Here’s how to trigger a Classic Workflow with a Service Catalog item: Trigger a Workflow from a Service Catalog Item

This process did have some downsides. There was no easy way to pull script code from GitHub, so when I wanted to make changes to a Workflow’s code, I would write the code first on my local machine, then I would push the changes to GitHub and have the code reviewed, and finally I would copy the code from GitHub into the Workflow UI. This made it difficult to enforce GitOps principles because in theory, I could write new script code into the Workflow and the GitHub repo would be none the wiser.

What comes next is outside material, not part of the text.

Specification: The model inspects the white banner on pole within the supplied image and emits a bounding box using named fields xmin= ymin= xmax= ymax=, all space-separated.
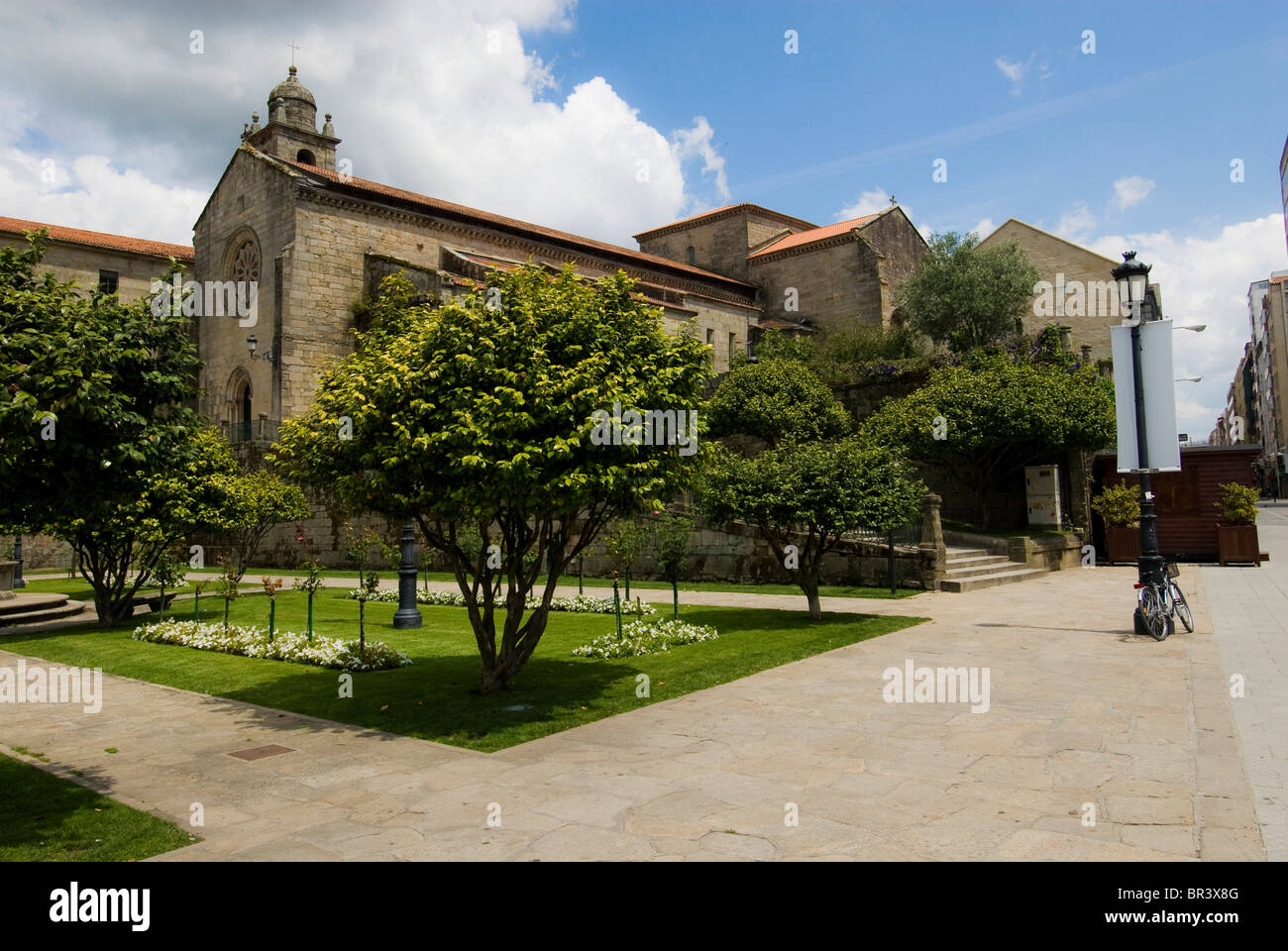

Another downside was that other services besides ServiceNow could make API calls to the automation platform. This required being diligent about who had API keys to the platform and what they did with them. Our CI/CD pipeline could request artifact promotion from dev, all the way up to prod, outside of ServiceNow, but it did not have access to any other API paths (e.g. repo creation).

It’s Still Not Easy!

Using ServiceNow as the Single Source of Truth does make a lot of things easier, including infrastructure automation, but it’s still not a one-click fix-all for everything. It still requires buy-in from everyone at the company, and it still requires an obsession with automating everything.

But engineers on an infra team shouldn’t be getting bombarded with requests for infra-related tasks and questions about where-is-this-form and how-do-I-request-that. Using ServiceNow as a front-end for automation frees up the infra team to focus on automating as many tasks as possible and it allows development teams to take advantage of those automation tasks quickly and easily.